This is a very interesting question, and primarily from the point of view of human psychology. More about that in a moment.
The original poster is correct, the only valid explanation for spin-orbit coupling comes from the Dirac equation. A full derivation of the term can be found for example in "Relativistic Wave Mechanics" by Corinaldesi and Strocchi, Chap VIII, Non-Relativistic Limit of the Dirac Equation. What's especially interesting is not so much that it's a relativistic effect (Of course it is! Electron spin is already a relativistic effect) but that it's an effect which is second order. The first order nonrelativistic approximation to the Dirac equation is the Schrodinger-Pauli equation. The energy from the spin-orbit term is a small correction to this, smaller than the first-order atomic binding energy by a factor of e2/ħc, the fine structure constant. (Which of course is why we call it that.)
Not only is it a relativistic effect, the derivation is quite mathematical. So people start saying to themselves, "Wait, isn't there a simpler approach? Some way we can understand this intuitively?" Well no, there isn't. It just has to be swallowed. But this is where the psychology comes in.
Of course, Physics is full of models, in which you simplify things by making an assumption. But to mean anything the assumption must be an approximation, i.e. it can't just be blatantly false, it must be valid in some limit. But sometimes we forget that, and make assumptions which are so intuitively appealing that they take on a life of their own, even though they contradict physics. Examples are the hole model of antiparticles, the vector model of angular momentum, and so on.
One of these ideas was in the first suggestion above, that an electron is in some ways like a classical extended object, a charged sphere, rotating on its axis perhaps. Another one, more common in the spin-orbit context, is to imagine that the electron stands still and the nucleus revolves about it. The nucleus then produces a B field which the electron spin reacts to, causing the spin-orbit term. Now if you know any physics at all, you know that it is not valid to take over the Dirac equation to a noninertial frame. Nevertheless, this idea is in many textbooks, and has been handed down from generation to generation of students because it is so intuitively appealing. Accompanying this is usually mention of an additional correction due to the Thomas precession.
[By the way, non-commutativity of Lorentz transformations is an equally pseudo way of deriving the Thomas precession, but that's another topic!]

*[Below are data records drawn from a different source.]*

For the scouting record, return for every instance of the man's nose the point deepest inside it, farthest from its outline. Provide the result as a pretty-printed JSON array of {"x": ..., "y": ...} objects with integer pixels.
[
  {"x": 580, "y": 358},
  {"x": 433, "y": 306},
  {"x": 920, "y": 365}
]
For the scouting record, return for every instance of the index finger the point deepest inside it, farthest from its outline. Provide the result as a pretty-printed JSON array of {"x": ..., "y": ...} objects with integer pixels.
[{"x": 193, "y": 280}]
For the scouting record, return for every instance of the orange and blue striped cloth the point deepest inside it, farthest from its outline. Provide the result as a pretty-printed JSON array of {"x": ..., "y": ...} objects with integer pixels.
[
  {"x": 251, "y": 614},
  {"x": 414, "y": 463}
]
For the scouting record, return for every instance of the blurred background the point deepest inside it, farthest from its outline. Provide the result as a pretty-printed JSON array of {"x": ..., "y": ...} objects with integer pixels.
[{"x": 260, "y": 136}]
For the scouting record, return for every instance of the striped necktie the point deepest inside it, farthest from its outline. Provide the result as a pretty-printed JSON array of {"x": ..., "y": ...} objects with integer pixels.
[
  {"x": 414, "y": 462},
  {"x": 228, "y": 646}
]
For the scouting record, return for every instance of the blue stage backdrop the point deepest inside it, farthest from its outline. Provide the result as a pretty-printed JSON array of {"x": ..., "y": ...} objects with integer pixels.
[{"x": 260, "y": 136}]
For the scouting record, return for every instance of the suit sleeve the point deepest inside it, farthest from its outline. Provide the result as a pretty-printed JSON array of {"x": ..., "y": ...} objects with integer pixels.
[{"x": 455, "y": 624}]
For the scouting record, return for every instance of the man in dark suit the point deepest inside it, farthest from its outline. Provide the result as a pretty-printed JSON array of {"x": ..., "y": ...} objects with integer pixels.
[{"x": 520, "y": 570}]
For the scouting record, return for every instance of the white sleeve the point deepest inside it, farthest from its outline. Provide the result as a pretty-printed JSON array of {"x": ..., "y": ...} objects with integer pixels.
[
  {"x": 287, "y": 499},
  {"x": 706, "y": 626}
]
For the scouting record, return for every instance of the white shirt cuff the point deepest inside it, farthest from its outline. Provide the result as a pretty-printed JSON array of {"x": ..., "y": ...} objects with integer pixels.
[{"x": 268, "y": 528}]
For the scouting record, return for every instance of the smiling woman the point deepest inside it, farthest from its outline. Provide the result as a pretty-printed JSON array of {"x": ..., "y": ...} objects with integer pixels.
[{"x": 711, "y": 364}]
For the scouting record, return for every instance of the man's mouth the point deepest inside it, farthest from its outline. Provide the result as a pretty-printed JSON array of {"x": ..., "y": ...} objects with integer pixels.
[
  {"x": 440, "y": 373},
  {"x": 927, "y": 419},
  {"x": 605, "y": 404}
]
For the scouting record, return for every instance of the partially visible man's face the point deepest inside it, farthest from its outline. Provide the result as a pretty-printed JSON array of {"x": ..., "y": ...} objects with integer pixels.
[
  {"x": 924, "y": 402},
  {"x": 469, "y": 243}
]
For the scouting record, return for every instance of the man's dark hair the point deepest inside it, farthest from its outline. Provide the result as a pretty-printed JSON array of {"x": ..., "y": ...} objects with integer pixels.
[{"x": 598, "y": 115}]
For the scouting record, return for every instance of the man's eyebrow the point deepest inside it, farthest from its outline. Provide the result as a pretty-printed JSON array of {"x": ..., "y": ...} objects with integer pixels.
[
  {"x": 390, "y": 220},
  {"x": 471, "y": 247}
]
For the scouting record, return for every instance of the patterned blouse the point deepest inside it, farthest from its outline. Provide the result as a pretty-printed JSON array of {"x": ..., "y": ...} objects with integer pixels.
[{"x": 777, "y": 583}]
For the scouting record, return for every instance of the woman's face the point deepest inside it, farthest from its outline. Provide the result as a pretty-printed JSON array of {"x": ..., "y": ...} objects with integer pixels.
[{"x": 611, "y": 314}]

Any such scheme (I can't call it a model) will result in an answer that's pretty close, maybe off by a factor of 2 or 3, but otherwise very satisfying. This reinforces the feeling that we now "understand" the effect much better. Why is this? Because by dimensionality arguments, almost anything that produces the right units can be at most off by a small numerical factor, even if what it's based on is complete horseradish.